Before proceeding further, hide the layers “City/Town Buffers” and “US Hotel” to remove some of the clutter in the map.
We will run the Huff Model eight times, once for each community (Bloomington, Champaign, Decatur, Havana, Jacksonville, Lincoln, Peoria, and Springfield).
- Make “Selection Layer” the working layer.
- Using the “Select by Pointing Tool” select Bloomington.
- Choose Tools > Analysis > Market Share (Huff Model).
- In the Huff Model Wizard:
- For “My Stores” choose: Selection Layer with “Selection (1)” (i.e., Bloomington), weighted by the number of hotels.
- For “Competitor Stores” choose: Competition Layer with “All Features (8)” (i.e., all eight towns), weighted by the number of hotels.
- The Window will look like Figure 6.
- Click Next.
A typical market share for a primary trade area is generally 60% to 70% of the entire trade area. For this example, we will use 60% market share.
- In the Huff Model Wizard:
- For “Output Options” choose “Create Bands of Equal Market Share around My Stores”.
- Choose “4” bands of “15%” market share.
- For the “Customize Model Parameters” we will use the defaults with an Alpha of 1 and a Beta of -2.

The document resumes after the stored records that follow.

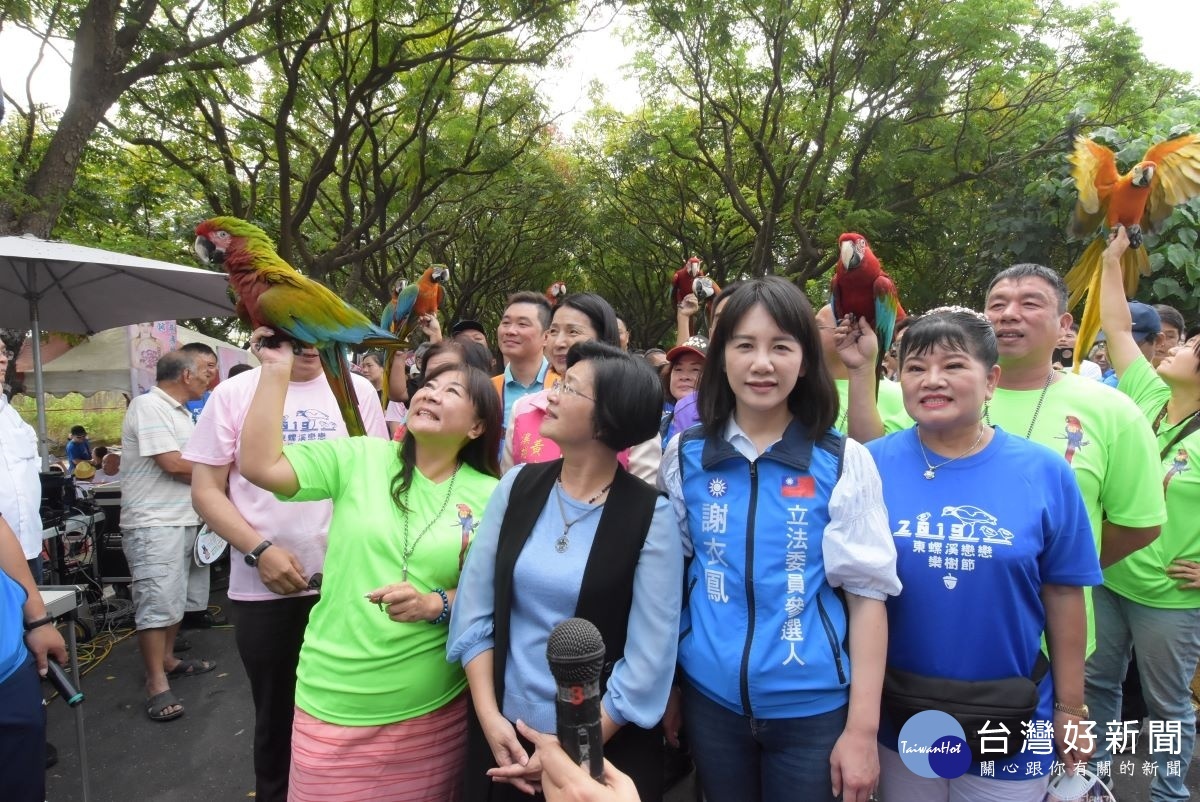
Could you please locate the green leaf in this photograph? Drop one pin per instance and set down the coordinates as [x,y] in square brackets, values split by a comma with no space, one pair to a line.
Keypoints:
[1180,255]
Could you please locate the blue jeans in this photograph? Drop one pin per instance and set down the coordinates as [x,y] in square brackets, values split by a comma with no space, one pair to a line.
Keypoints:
[1167,642]
[745,759]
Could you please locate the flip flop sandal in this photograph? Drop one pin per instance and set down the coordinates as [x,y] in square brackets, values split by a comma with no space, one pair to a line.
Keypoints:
[157,704]
[191,668]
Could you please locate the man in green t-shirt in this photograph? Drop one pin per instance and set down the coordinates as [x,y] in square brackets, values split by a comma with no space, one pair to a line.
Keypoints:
[1101,432]
[1150,603]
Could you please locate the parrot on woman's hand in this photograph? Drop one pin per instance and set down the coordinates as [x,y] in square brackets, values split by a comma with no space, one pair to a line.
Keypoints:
[415,300]
[273,293]
[1169,174]
[409,304]
[862,288]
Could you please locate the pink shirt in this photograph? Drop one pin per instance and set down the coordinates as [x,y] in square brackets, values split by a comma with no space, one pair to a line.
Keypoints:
[310,412]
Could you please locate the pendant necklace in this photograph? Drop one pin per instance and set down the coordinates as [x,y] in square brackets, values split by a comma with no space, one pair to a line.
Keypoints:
[409,549]
[564,540]
[1037,410]
[931,470]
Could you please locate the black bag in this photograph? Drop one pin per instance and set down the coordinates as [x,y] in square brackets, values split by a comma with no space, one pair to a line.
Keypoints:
[1011,701]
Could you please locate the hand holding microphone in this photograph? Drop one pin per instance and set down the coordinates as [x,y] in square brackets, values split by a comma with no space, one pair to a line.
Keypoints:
[575,652]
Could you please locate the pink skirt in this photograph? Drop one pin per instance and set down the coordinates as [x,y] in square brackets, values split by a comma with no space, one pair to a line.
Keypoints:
[419,760]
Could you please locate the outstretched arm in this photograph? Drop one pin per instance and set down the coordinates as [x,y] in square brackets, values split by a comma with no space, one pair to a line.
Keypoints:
[261,455]
[1115,317]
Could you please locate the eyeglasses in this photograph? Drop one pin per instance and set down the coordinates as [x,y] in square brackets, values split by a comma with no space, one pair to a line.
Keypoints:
[562,387]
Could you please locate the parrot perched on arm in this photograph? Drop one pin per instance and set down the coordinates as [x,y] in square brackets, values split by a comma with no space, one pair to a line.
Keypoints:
[1169,174]
[270,292]
[862,288]
[408,304]
[414,300]
[556,293]
[684,277]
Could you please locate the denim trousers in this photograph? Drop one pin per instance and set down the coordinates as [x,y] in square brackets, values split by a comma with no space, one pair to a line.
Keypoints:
[1167,642]
[269,635]
[744,759]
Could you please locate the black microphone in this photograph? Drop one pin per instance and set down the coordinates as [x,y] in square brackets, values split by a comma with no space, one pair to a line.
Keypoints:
[575,652]
[61,682]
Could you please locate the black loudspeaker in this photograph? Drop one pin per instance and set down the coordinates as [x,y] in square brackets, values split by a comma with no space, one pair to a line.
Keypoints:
[58,491]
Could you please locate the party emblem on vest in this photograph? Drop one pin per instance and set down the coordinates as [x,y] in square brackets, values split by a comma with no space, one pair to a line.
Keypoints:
[798,488]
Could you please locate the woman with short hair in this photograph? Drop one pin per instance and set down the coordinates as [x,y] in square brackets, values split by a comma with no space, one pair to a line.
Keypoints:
[577,536]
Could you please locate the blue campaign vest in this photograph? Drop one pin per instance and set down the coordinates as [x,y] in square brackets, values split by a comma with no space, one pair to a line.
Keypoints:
[762,633]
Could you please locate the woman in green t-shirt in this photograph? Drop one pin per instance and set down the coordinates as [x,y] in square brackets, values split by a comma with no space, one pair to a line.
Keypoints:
[1151,599]
[379,711]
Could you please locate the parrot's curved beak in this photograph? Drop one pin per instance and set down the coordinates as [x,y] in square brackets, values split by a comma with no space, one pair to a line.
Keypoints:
[1144,174]
[207,251]
[849,257]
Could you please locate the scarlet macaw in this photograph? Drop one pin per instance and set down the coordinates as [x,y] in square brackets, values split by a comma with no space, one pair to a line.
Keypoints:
[862,288]
[1169,174]
[270,292]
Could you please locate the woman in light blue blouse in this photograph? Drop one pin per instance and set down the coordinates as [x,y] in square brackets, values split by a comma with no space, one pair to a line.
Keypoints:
[581,537]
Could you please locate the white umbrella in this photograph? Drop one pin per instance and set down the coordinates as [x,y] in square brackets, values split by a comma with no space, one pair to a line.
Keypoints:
[63,287]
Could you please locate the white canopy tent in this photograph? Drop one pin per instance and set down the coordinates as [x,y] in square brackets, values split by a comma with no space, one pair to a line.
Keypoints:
[103,363]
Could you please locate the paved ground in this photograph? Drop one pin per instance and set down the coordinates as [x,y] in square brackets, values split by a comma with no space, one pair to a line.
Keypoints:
[205,755]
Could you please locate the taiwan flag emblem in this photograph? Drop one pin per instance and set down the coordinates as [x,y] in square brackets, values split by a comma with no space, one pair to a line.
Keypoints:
[798,488]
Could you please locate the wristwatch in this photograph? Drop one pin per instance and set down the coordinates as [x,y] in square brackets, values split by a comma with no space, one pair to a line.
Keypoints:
[1078,712]
[252,557]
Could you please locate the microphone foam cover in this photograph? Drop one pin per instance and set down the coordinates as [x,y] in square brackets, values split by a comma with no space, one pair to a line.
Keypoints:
[575,652]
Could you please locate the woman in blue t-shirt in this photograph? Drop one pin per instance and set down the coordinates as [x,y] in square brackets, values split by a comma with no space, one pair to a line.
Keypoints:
[993,546]
[784,629]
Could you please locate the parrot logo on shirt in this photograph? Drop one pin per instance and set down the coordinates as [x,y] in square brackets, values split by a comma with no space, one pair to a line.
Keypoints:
[1074,436]
[1179,466]
[467,522]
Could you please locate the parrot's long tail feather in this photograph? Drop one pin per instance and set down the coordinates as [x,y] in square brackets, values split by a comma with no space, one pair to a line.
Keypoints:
[1084,283]
[1079,277]
[337,373]
[1089,267]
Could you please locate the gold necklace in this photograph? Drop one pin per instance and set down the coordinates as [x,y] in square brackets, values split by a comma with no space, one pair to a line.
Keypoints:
[409,549]
[931,470]
[564,540]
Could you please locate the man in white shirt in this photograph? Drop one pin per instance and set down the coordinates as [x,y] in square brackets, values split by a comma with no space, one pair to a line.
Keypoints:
[159,525]
[21,489]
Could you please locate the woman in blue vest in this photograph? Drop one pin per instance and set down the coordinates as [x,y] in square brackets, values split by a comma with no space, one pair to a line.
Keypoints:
[784,630]
[573,537]
[994,546]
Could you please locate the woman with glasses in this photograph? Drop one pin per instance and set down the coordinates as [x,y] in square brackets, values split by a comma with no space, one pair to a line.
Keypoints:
[581,537]
[379,712]
[580,317]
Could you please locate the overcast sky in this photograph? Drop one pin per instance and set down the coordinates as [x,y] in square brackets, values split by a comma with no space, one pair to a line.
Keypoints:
[1169,30]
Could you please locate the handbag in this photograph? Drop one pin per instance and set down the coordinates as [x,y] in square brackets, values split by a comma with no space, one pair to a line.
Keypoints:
[976,705]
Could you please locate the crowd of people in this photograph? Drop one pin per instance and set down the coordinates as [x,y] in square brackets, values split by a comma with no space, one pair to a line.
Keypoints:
[789,542]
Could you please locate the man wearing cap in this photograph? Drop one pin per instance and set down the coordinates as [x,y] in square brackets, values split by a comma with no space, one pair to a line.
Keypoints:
[687,363]
[472,331]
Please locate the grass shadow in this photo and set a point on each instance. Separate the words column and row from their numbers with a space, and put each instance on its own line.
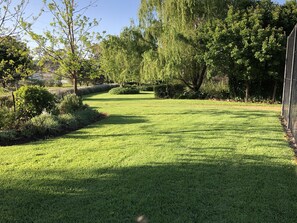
column 216, row 190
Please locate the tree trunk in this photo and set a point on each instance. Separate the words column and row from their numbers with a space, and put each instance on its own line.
column 201, row 77
column 75, row 85
column 274, row 91
column 247, row 91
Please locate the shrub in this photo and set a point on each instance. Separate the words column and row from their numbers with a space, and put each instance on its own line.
column 124, row 90
column 6, row 101
column 70, row 103
column 147, row 88
column 68, row 122
column 86, row 116
column 212, row 89
column 32, row 100
column 8, row 136
column 41, row 126
column 168, row 90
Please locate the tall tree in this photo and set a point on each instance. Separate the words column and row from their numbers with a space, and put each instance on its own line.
column 180, row 47
column 249, row 46
column 11, row 15
column 70, row 38
column 15, row 60
column 121, row 56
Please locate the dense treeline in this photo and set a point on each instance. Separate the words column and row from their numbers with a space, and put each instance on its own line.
column 190, row 41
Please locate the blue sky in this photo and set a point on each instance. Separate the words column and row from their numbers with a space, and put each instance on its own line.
column 114, row 14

- The window will look like Figure 7.
- Click Finish.
Once the model has finished, the Maptitude Workspace will look like Map 4, showing the “attractiveness” of Bloomington based on the number of lodging establishments.
Before proceeding further, in the Display Manager right-click to rename the layer “Market Share Bands” and to rename the “Theme” entry to both be “Bloomington”. This allows you to differentiate between each trade area. You will want to do this for each subsequent market share layer you create.

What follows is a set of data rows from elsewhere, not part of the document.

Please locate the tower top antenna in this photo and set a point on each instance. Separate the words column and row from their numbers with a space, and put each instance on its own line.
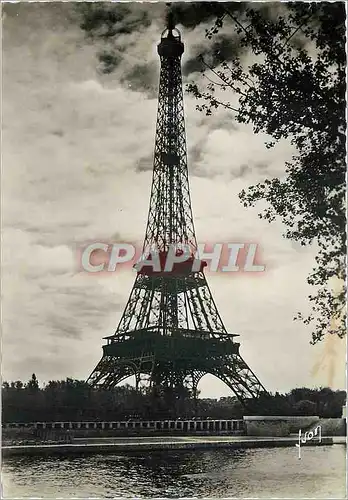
column 170, row 20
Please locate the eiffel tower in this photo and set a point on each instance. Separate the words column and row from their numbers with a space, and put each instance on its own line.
column 171, row 332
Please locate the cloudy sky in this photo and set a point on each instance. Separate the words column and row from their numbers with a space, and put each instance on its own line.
column 77, row 155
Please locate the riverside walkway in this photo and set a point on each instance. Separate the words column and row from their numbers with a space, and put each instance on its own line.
column 140, row 444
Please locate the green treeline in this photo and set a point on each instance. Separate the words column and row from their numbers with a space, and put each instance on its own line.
column 74, row 400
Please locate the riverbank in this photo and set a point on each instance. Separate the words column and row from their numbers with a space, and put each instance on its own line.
column 116, row 445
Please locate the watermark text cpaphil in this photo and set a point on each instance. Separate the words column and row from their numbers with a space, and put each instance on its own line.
column 101, row 257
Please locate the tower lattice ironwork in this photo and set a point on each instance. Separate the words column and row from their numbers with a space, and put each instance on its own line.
column 171, row 331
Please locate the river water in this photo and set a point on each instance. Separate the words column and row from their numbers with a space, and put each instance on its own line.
column 262, row 473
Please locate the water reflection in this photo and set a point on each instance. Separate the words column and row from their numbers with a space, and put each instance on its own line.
column 262, row 473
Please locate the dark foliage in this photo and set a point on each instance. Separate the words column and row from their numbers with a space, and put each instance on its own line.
column 74, row 400
column 295, row 90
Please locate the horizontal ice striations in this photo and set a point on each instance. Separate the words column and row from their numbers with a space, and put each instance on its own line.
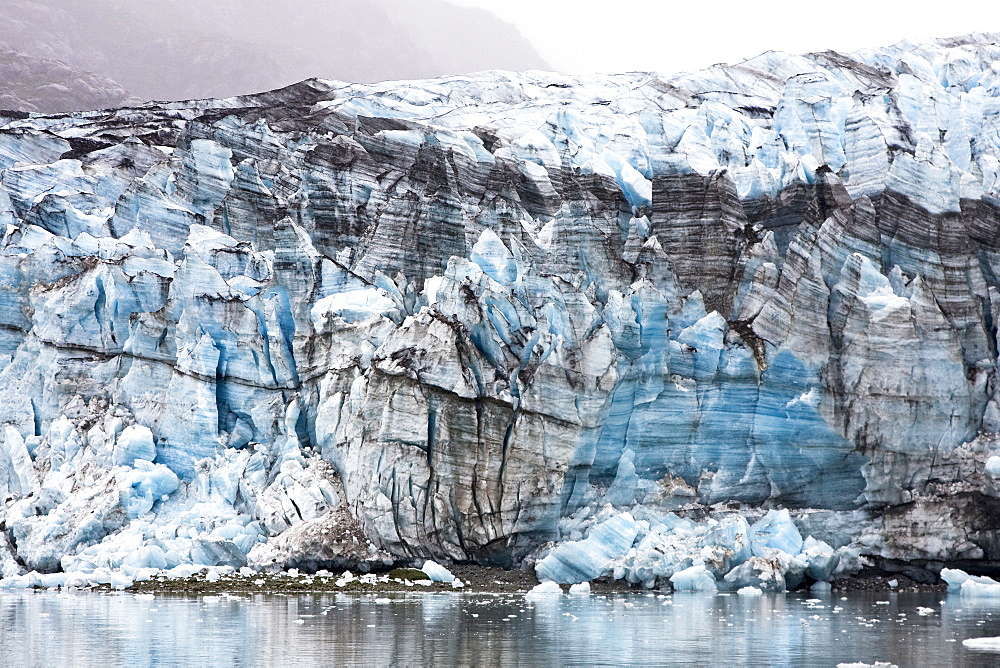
column 455, row 319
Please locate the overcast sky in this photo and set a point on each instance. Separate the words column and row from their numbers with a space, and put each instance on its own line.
column 666, row 36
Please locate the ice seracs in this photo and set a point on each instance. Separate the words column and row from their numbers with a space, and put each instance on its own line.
column 737, row 324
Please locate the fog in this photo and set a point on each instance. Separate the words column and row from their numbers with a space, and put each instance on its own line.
column 176, row 49
column 670, row 36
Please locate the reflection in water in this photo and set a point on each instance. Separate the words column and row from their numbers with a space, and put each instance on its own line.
column 50, row 628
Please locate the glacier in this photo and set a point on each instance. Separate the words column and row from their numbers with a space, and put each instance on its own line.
column 735, row 327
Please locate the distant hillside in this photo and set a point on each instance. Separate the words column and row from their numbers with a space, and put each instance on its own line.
column 181, row 49
column 50, row 86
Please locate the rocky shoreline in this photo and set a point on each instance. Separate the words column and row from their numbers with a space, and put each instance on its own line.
column 474, row 579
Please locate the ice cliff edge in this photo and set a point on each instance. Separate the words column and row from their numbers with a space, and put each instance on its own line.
column 458, row 318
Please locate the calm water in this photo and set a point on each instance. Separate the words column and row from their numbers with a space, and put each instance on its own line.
column 53, row 629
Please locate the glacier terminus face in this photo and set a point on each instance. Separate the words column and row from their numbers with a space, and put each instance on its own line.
column 735, row 328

Next, make “Selection Layer” is the working layer. Using the “Select by Pointing Tool” de-select Bloomington and select Champaign. Now, repeat the steps that were used to create the Bloomington market share layer for each of Champaign, Decatur, Havana, Jacksonville, Lincoln, Peoria, and Springfield.
The final Workspace will look like Map 5. Based on the number of lodging establishments, Champaign/Urbana (University of Illinois), Peoria (Caterpillar), and Springfield (State Capitol), have the strongest draw for lodging. The next tier down is Bloomington/Normal (State Farm Insurance, Illinois State University), Decatur, and Jacksonville (Illinois College), which have a medium draw for lodging. The final tier is for Havana and Lincoln, which have the smallest draw for lodging.

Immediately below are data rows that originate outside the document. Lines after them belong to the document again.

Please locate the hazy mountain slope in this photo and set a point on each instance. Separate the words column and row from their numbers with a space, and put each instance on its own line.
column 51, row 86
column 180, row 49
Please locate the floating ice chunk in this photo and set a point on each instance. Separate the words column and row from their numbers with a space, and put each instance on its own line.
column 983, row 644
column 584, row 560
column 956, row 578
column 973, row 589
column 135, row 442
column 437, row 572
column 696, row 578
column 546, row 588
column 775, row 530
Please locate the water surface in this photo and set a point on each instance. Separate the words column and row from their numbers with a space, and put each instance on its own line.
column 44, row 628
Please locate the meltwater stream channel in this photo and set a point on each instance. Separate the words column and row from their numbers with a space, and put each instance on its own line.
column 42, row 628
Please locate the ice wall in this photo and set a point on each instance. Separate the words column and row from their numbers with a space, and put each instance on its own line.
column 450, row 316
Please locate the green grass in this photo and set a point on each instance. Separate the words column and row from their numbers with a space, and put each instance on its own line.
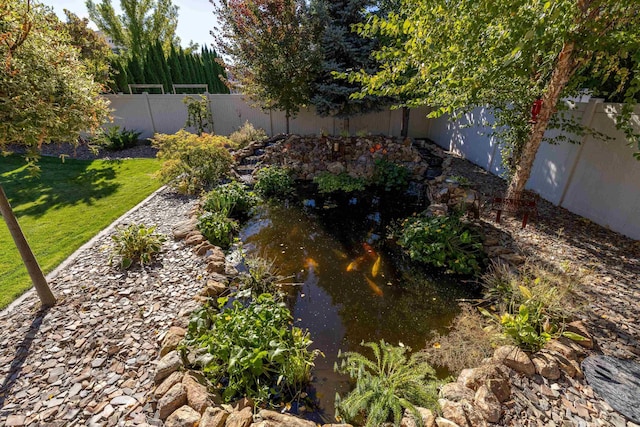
column 62, row 208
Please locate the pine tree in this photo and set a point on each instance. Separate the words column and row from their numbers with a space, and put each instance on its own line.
column 342, row 51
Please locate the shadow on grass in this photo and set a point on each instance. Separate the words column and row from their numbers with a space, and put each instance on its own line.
column 57, row 185
column 21, row 353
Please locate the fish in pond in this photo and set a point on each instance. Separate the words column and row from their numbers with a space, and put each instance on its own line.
column 355, row 264
column 376, row 267
column 369, row 250
column 375, row 288
column 311, row 263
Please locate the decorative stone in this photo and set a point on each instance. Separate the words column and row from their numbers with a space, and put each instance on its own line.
column 170, row 363
column 456, row 392
column 243, row 418
column 515, row 358
column 197, row 395
column 284, row 420
column 184, row 416
column 172, row 400
column 169, row 382
column 487, row 404
column 171, row 340
column 213, row 417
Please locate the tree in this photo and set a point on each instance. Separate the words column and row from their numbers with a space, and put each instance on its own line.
column 512, row 56
column 342, row 50
column 142, row 23
column 45, row 94
column 273, row 58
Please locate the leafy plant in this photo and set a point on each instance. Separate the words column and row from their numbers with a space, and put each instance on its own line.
column 386, row 385
column 113, row 138
column 252, row 350
column 390, row 176
column 218, row 228
column 192, row 163
column 274, row 182
column 247, row 134
column 330, row 183
column 233, row 198
column 442, row 241
column 135, row 243
column 199, row 114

The Market Share/Huff Model is an extremely useful tool for analyzing current trade areas and for exploring changes based on varying assumptions. For example, let’s say that Lincoln built two more hotels. How would that change the trade area of Lincoln in relation to Bloomington, Peoria, and Springfield? The Market Share/Huff Model can also be used to calculate demographics or other socioeconomic indicator data for each trade area.
To take the lodging analysis to the next level you could expand the attractiveness attributes used. Additional characteristics that may attract customers could be the number of rooms in the establishment, the quality of the establishment (e.g., economy, mid-range, boutique, conference, or luxury), age of the establishment, date of the last remodel, or any other amenities worth rating. You would convert these variables into a score for each hotel, which can then be used as the “weighting field” in the Market Share/Huff Model.
Have fun exploring other market share scenarios with this tool in Maptitude!